The Beautiful, Brilliant Beasts of the Southern Wild

A still of Quvenzhané Wallis in Beasts of the Southern Wild.

Having spent much of the last few days debating the merits of Steven Spielberg’s oeuvre, I have, of course, thought about that director’s much-discussed trope of young heroes lacking one or both parents. I personally don’t think Spielberg has much of interest to say about the subject. Beasts of the Southern Wild, by contrast, the standout movie from this year’s Sundance Film Festival, is about a young girl without a mother coming to terms with the mortality of her father. On this foundation, director Benh Zeitlin creates a mighty edifice—a sensational and swirling dark fantasy, and a bleak, apocalyptic vision. (I saw it in competition last week at the fest’s Egyptian Theater; Saturday night it won both the grand jury prize and the award for excellence in cinematography.)

Beasts of the Southern Wild is set in an area in the delta of southern Louisiana called the Bathtub; in the film’s conception, it is outside the levee system, and therefore outside of society—and perhaps outside of time as well. The characters live there in a squalor only marginally separated from the pigs, dogs, and chickens that surround them. They refuse to leave, even in the face of obliteration, on principles obvious to them if not to us.

Our hero is a child named Hush Puppy, whose gender is unclear through most of the film. As the narrative focuses we see the world through her helpless and then not-so-helpless psyche. She then confronts one mini-apocalypse after another. The heavens crack, the Flood comes; invaders arrive, giant boars stampede; the world, in one way or another, ends again and again. These concussive, unforgettable scenes are leavened with quieter, coarser, and fantastical ones. We see the survivors of a flood piece their society back together. Small children band together to go in search of something that everyone has and everyone loses.
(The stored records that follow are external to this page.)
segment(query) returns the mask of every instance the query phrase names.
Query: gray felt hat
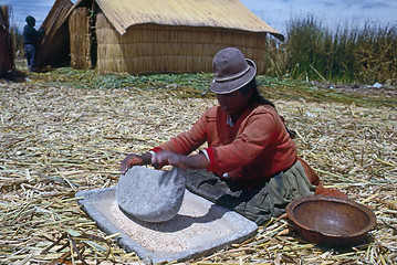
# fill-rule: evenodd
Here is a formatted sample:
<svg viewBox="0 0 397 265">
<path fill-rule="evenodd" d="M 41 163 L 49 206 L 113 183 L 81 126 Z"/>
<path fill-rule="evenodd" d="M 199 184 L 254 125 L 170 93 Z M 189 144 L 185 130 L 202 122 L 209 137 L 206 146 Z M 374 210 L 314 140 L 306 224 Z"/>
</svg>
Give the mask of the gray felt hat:
<svg viewBox="0 0 397 265">
<path fill-rule="evenodd" d="M 213 56 L 212 68 L 215 75 L 210 88 L 216 94 L 232 93 L 250 83 L 257 74 L 255 63 L 236 47 L 220 50 Z"/>
</svg>

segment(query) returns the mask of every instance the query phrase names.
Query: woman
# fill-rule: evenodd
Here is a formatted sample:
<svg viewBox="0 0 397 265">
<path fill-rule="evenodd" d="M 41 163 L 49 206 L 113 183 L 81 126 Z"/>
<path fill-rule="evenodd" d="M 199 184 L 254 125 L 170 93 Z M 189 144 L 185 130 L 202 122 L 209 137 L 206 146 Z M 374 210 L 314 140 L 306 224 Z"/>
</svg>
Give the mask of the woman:
<svg viewBox="0 0 397 265">
<path fill-rule="evenodd" d="M 128 155 L 122 173 L 150 162 L 186 169 L 188 190 L 259 225 L 284 213 L 295 198 L 325 193 L 315 172 L 297 158 L 274 105 L 259 94 L 254 62 L 227 47 L 216 54 L 212 66 L 210 88 L 219 106 L 168 142 L 143 156 Z M 206 141 L 207 148 L 189 156 Z"/>
</svg>

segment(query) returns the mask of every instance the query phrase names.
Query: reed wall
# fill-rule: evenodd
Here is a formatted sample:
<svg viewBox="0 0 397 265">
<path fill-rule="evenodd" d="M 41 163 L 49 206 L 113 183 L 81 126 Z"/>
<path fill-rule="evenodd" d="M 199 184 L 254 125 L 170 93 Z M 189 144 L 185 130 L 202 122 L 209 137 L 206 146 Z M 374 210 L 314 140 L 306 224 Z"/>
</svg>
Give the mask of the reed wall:
<svg viewBox="0 0 397 265">
<path fill-rule="evenodd" d="M 75 9 L 69 19 L 71 65 L 83 70 L 92 67 L 90 32 L 90 11 L 87 8 Z"/>
<path fill-rule="evenodd" d="M 212 72 L 212 57 L 234 46 L 263 73 L 265 33 L 229 29 L 138 24 L 119 35 L 105 15 L 96 17 L 100 72 Z"/>
<path fill-rule="evenodd" d="M 9 7 L 0 6 L 0 77 L 13 68 L 14 53 L 10 33 Z"/>
</svg>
The film is sympathetic to the characters, but sees their psychoses plainly and does not romanticize them. Indeed, those early images of different species of animals rooting together in the muck is not flattering to the human characters we soon meet. On the other hand, as the film goes on and we see the genuine, if idiosyncratic, forms of bravery, compassion and fortitude among them, we come at least to recognize their better sides.

The girl, played by Quvenzhané Wallis, burns her presence into the screen. Her face can be positively feral one minute, then older and wiser than her years the next. Her rampant emotions and nuanced facial control in virtually every scene—there are few that she is not in—seem to me an extraordinary work of art. Her father, played by Dwight Henry, evokes humanity and, finally, nobility playing a man whose degraded circumstances would seem to have left no trace of either.

And I still haven’t captured the myriad things this sprawling movie is about: families, communities, the collapse of both. The urge to make art, going back to cave drawings. It’s about climate change and the way civilizations end. It’s about the most wholesome whorehouse in the world and that weird line between society and not-society. And did I mention the giant boars? They herald apocalypse, surely, but also a single death, which is an apocalypse in itself. They run, unimpeded, until they confront an immovable object. That scene you will not forget. It’s hard to watch Beasts without crying, and I teared up again when the impossibly young Wallis took the stage after the screening, antic and sparring with her fellow moviemakers.